Machine Learning Models in Cassandra
You can now use ML models developed with ML.NET in Juno Cassandra.
Over the past six weeks we have been hard at work in testing a Proof-of-Concept (POC) for the implementation of Machine Learning models in Juno Cassandra. This partly explains the reason for the lack of news on this site over the past month!
Our POC project is now nearing completion and we are looking forward to rolling out our first ML-based model for forecasting of Road Condition for a client over the next two months. The POC model incorporates machine learning models to predict the following parameters:
Rutting (segment mean and 90th percentile)
Roughness (segment mean and 90th percentile)
Texture Depth (segment mean and 10th percentile)
Maintenance Probability for Pavement and Surface maintenance
Maintenance Cost for Pavement and Surface maintenance
The above comprises 10 ML models in total.

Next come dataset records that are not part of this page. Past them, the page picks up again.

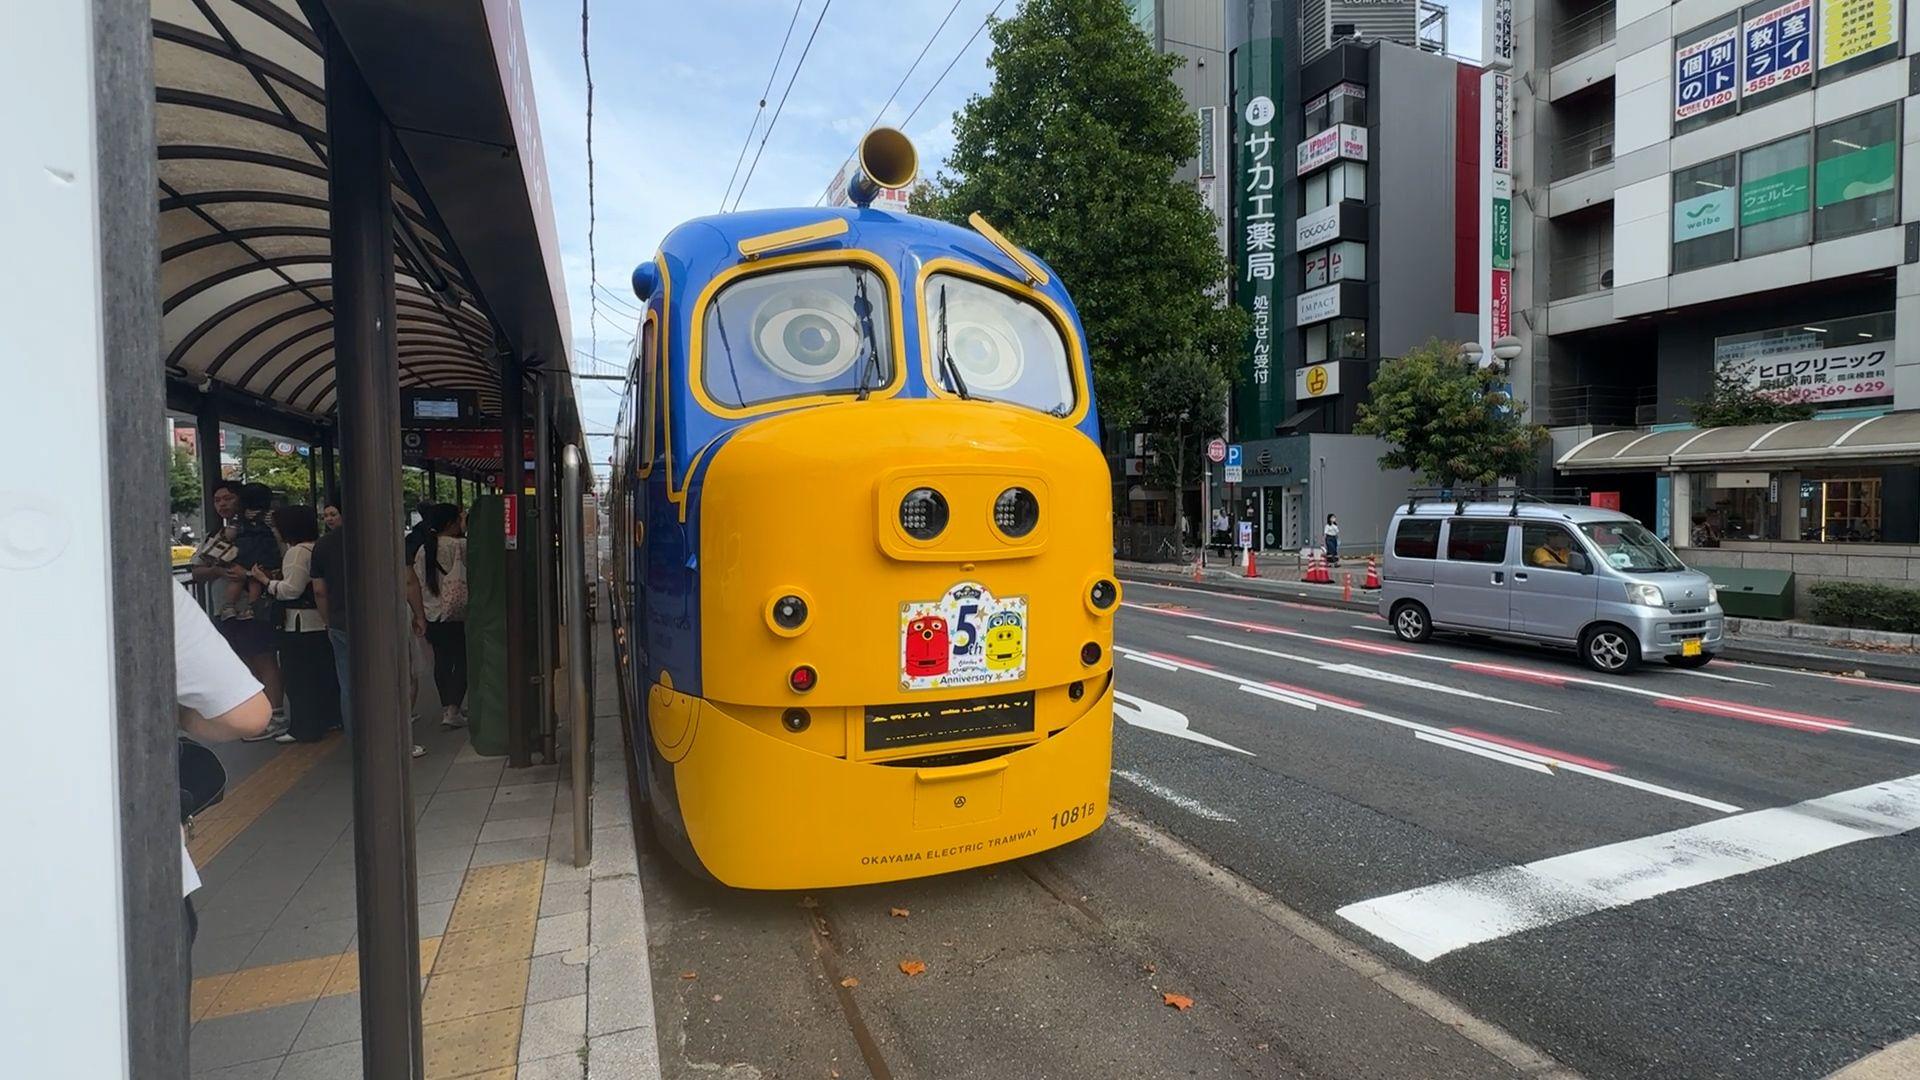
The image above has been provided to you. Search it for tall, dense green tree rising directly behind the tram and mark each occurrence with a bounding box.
[914,0,1246,430]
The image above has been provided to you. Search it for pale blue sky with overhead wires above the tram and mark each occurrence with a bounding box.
[520,0,1480,461]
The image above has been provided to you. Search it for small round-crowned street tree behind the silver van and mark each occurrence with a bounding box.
[1354,340,1548,486]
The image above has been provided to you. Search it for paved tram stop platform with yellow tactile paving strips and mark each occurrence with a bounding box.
[188,634,659,1080]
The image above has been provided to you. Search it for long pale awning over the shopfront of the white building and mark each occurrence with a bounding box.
[1553,411,1920,473]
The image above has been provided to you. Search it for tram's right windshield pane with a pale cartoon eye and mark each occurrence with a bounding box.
[922,273,1073,417]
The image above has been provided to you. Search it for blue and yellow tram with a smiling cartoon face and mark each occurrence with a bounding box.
[611,129,1119,888]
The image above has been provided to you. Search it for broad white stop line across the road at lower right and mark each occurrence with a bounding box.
[1336,776,1920,961]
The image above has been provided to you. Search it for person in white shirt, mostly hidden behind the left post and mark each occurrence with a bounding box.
[173,586,273,978]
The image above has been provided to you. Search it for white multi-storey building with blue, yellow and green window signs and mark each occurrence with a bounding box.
[1501,0,1920,592]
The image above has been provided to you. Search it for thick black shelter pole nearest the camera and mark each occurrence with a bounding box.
[326,33,422,1080]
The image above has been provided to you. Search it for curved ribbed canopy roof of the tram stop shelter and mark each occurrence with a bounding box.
[152,0,570,428]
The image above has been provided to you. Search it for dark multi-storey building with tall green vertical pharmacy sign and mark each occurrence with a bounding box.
[1221,0,1480,550]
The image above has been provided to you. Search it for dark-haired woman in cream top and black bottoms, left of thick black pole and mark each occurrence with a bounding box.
[252,505,340,742]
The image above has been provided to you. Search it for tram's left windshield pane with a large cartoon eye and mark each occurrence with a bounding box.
[701,265,893,409]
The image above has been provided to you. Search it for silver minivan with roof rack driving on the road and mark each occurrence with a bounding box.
[1380,500,1722,673]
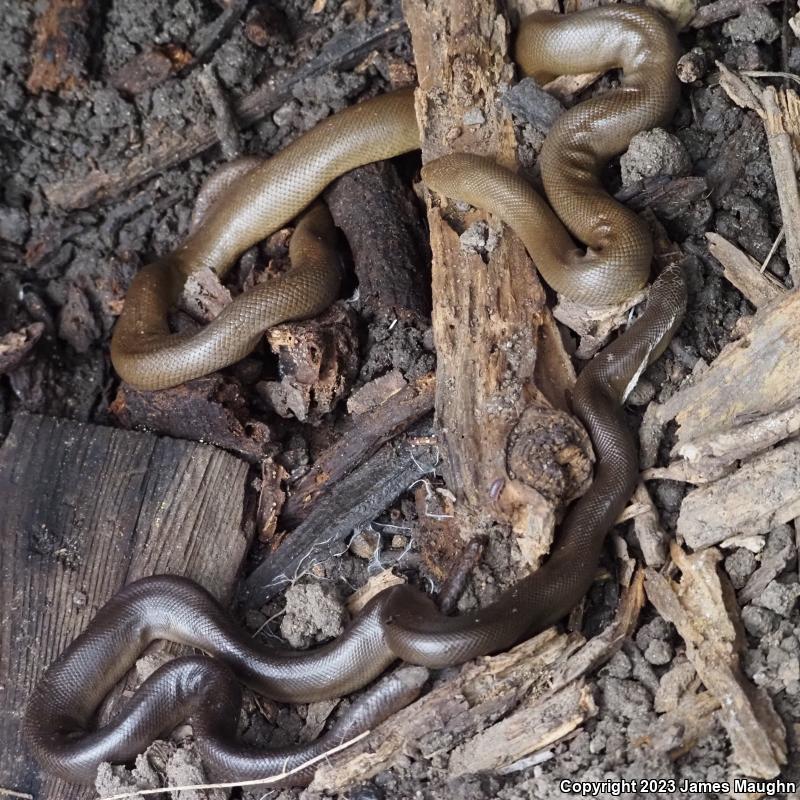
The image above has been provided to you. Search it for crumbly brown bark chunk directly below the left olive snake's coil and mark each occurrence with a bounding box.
[256,303,358,422]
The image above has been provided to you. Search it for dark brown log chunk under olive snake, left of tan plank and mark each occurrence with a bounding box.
[325,161,431,320]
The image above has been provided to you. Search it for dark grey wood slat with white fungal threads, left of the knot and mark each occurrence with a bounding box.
[242,434,436,607]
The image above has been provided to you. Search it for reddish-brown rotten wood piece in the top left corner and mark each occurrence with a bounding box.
[27,0,95,94]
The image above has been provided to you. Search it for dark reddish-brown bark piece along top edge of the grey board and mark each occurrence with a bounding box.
[109,375,272,462]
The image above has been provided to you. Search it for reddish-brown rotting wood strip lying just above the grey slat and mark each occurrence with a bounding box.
[281,374,436,528]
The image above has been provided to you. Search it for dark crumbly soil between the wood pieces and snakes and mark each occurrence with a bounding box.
[0,0,800,800]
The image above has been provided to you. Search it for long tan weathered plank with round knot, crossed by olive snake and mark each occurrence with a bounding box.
[404,0,589,555]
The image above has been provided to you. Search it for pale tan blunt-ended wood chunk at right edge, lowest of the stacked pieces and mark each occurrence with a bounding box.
[678,440,800,549]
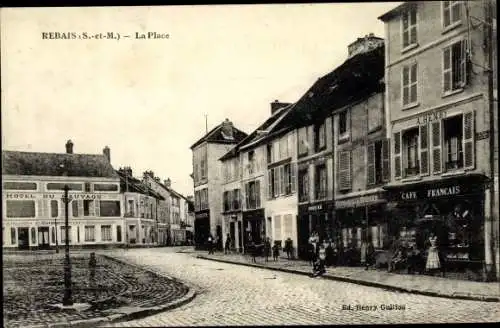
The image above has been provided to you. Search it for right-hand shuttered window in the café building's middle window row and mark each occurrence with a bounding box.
[443,40,467,93]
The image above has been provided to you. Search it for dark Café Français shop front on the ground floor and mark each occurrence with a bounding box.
[385,174,487,280]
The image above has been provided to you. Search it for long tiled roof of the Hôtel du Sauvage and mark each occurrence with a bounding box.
[2,150,118,178]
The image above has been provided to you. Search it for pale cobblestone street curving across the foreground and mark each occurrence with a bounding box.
[102,248,500,327]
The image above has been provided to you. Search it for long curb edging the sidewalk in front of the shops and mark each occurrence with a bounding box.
[196,255,500,302]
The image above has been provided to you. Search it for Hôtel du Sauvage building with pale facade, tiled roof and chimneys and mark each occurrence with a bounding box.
[2,141,125,249]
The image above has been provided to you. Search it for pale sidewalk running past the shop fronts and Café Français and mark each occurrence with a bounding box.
[193,251,500,302]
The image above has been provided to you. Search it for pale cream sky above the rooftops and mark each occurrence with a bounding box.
[1,2,399,195]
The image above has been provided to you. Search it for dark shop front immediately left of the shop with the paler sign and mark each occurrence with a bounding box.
[297,201,335,259]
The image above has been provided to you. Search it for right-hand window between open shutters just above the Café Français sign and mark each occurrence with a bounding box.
[443,115,464,171]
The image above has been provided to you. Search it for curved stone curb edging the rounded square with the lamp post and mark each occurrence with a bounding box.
[18,254,197,328]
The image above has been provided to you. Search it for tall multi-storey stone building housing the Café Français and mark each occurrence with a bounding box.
[380,0,499,278]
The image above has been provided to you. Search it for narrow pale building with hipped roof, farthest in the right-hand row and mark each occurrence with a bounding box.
[191,119,247,248]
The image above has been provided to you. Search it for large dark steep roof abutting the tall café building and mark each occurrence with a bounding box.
[273,46,385,131]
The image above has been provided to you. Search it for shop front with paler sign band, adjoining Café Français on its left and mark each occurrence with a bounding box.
[334,190,389,263]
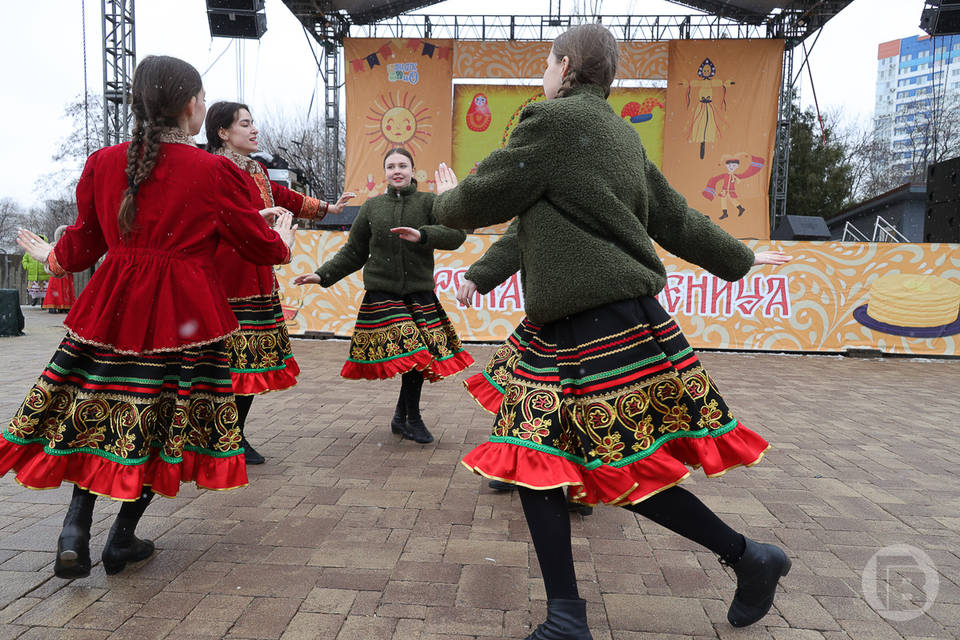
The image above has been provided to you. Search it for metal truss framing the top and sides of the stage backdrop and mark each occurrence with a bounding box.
[284,0,851,231]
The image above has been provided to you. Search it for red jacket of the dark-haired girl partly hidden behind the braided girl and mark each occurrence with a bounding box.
[216,160,326,300]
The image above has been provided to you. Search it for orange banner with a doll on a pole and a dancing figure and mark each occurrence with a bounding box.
[663,40,783,238]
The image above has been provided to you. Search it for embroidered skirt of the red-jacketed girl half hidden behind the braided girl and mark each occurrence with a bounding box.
[226,291,300,396]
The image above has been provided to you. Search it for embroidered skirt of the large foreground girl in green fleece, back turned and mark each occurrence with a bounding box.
[463,298,769,505]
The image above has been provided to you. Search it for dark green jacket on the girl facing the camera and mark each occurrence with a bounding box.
[316,182,467,295]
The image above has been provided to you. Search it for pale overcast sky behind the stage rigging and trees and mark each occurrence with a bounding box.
[0,0,924,205]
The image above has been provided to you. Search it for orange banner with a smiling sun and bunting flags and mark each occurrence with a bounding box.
[343,38,453,205]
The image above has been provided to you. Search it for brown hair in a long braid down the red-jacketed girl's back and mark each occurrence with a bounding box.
[117,56,203,234]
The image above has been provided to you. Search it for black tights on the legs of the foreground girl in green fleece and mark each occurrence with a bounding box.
[519,486,746,600]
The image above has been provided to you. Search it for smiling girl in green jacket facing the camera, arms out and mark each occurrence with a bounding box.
[293,148,473,444]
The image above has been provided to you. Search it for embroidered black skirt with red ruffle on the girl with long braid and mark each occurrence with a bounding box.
[0,335,247,500]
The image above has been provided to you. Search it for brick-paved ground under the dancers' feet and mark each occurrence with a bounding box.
[0,308,960,640]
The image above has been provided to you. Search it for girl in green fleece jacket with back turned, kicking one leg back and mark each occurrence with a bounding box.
[434,24,790,640]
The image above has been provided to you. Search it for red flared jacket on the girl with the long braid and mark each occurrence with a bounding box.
[49,143,290,353]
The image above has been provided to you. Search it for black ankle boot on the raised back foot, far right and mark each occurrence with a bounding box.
[727,537,792,627]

However, separate versions of these models are required for the following model situations:
Incrementing when no treatment is applied
Resetting when Re-Surfacing is applied (Chipseal or Thin Asphalt)
Resetting when Rehabilitation is applied
Thus there are 30 machine learning models in total involved in this Domain Model. In addition to these ML models, the Cassandra model also needs sub-models to keep track of aspects such as Surface Age, Function, Type and Thickness as well as Pavement Age and Type. These parameters, amongst others, are of course needed by the ML models for forward prediction.
We have done some stress testing of our model for a data set comprising 15,824 elements with a model run over 20 years. A forecast-only model runs for 23 minutes on my fairly powerful desktop computer. Of course, when we include treatment selection, this time will lengthen - but we are quite happy with the performance thus far when ML models are included.
As part of this work, we have had to finalise the first version of our Machine Learning implementation in Cassandra. Today I completed the documentation for this feature, which you can find at this page of the Cassandra documentation site.
It has been a great experience for me to work on this project and I have learned a lot about creating an automated pipeline for preparing data to train the Machine Learning models on. There are many interesting aspects that came out of this work which I hope to share with you in future posts. Hopefully I will have a bit more time on my hands to keep you interested and up to date.